In empties drunken moments, Jackson wondered whether Drake - Bennnnittttooooo, he heard himself crow - had ever held Reid's stiffy in hand, whether they'd whispered into each other, whether they'd kept each other's secret. Secrets. They were all rotting apart inside out with secrets. Fucking Whitechapel.

There was no certainty, no pattern, with Reid at turns clutching Jackson to him, breathing in his foul bottle breath and coaxing his cock firm, at turns lashing him with cruelties, humiliating him, mocking his loss. All the while, he watched Caitlyn, Long Susan, Wife, carve out her life without. She made her mark upon the world and without him she rose as though unanchored. Though it only seemed that way with the surface. He knew that now. He sank and drifted as though unmoored. Compass with no needle.

Reid crossed the line, invariably as it goes and Jackson's grief for his wife struck him at the same time like thunderbolt. That was the end for him. He saw himself at the bottom of a deep well, Reid would keep him there without a shred of guilt. Jackson had reached a stage of drunkenness that he could no longer work with, and Reid was fed up, out of patience, full of malice.
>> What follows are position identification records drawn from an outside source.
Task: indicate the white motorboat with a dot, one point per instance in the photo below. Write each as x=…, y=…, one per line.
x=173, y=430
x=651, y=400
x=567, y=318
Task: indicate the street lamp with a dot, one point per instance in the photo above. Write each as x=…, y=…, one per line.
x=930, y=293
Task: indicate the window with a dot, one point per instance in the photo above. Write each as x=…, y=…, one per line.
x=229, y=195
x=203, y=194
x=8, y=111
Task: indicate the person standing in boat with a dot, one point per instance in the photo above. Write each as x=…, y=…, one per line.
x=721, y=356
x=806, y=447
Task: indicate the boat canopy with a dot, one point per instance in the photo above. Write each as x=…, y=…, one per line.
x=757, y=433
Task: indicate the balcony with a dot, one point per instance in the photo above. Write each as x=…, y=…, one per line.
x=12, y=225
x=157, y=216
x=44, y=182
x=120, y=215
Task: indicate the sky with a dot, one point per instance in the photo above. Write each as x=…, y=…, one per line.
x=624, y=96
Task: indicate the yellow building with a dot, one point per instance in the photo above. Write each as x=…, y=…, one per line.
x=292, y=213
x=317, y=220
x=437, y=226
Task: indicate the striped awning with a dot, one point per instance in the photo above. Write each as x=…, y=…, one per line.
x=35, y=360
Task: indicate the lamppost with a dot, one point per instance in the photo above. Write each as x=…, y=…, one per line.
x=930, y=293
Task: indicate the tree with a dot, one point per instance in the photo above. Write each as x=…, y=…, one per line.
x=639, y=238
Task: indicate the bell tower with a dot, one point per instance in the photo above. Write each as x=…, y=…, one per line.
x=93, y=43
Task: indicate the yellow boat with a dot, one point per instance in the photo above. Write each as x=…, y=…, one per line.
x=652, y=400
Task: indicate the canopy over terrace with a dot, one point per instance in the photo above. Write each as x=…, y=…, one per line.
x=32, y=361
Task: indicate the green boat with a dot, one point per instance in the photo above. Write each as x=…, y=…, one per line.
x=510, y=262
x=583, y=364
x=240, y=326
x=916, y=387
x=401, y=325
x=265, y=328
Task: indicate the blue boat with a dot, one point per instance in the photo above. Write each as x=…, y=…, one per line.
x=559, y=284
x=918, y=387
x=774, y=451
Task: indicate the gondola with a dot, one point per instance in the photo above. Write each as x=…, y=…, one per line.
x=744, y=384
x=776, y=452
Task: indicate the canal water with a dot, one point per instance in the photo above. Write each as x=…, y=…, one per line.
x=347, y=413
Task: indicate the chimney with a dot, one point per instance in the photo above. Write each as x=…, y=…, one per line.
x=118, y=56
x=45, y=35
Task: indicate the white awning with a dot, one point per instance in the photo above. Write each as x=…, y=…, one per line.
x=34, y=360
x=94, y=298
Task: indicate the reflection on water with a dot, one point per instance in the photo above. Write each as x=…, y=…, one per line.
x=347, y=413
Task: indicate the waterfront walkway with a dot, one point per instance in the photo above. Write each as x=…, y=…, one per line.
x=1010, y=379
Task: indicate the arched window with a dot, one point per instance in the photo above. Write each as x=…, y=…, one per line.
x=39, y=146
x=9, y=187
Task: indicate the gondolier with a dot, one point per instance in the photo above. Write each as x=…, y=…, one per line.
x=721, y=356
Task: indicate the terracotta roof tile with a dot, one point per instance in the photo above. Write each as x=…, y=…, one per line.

This man would suck him dry to his marrow if he could, and think it his due. Use his tibia to pick his teeth. Staying meant accepting that, whatever it entailed, he was Reid's to command. And command he would, came so easily to Reid.

With all his faculties, pride would've kept Jackson from walking. Addled as he was by drink, he saved himself from Reid. Moderation and his own practice, those were lucky byproducts. Perhaps he had learned from this new Long Susan: no one saves you the way you save yourself.

And four years passed, among twisted rail and battered flesh, his eyes found Reid and for a blink all that transpired in those shameful moments stop between them.